A Method to Detect Differentially Methylated Loci With Next-Generation Sequencing


Correspondence to: Hongyan Xu, Department of Biostatistics and Epidemiology, Georgia Health Sciences University, 1120 15th Street, Augusta, GA 30912-4900. E-mail: hxu@gru.edu


Epigenetic changes, especially DNA methylation at CpG loci have important implications in cancer and other complex diseases. With the development of next-generation sequencing (NGS), it is feasible to generate data to interrogate the difference in methylation status for genome-wide loci using case-control design. However, a proper and efficient statistical test is lacking. There are several challenges. First, unlike methylation experiments using microarrays, where there is one measure of methylation for one individual at a particular CpG site, here we have the counts of methylation allele and unmethylation allele for each individual. Second, due to the nature of sample preparation, the measured methylation reflects the methylation status of a mixture of cells involved in sample preparation. Therefore, the underlying distribution of the measured methylation level is unknown, and a robust test is more desirable than parametric approach. Third, currently NGS measures methylation at over 2 million CpG sites. Any statistical tests have to be computationally efficient in order to be applied to the NGS data.
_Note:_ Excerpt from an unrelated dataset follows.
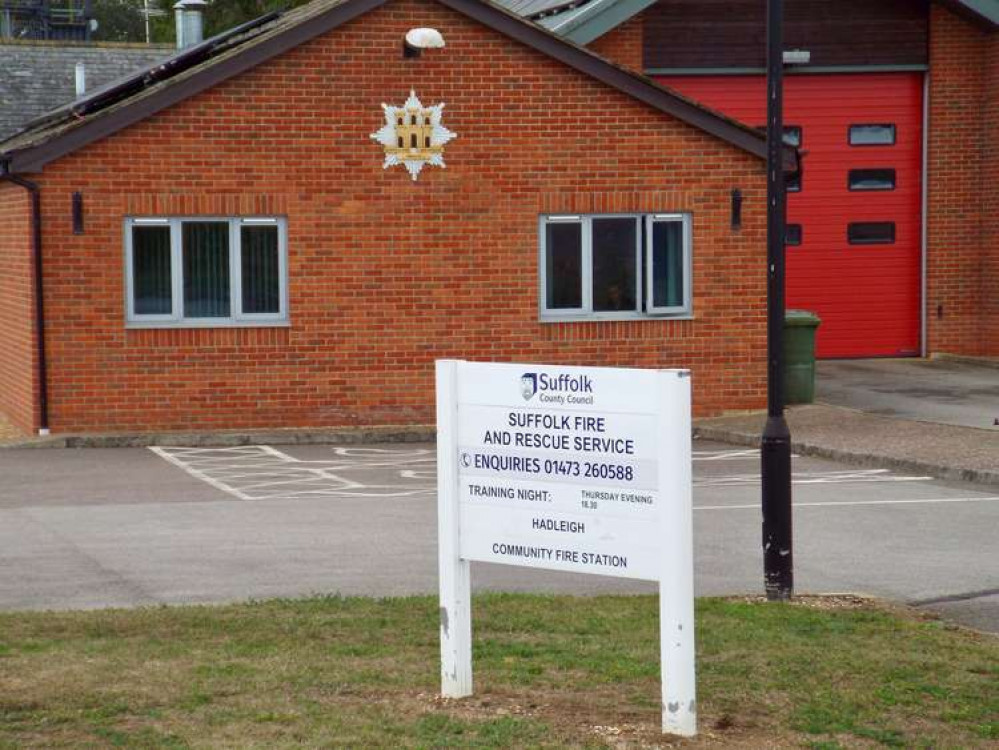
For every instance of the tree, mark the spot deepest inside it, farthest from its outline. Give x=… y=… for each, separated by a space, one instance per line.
x=118 y=21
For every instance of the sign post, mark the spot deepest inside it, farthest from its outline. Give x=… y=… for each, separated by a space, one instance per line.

Taking these challenges into account, we propose a test for differential methylation based on clustered data analysis by modeling the methylation counts. We performed simulations to show that it is robust under several distributions for the measured methylation levels. It has good power and is computationally efficient. Finally, we apply the test to our NGS data on chronic lymphocytic leukemia. The results indicate that it is a promising and practical test.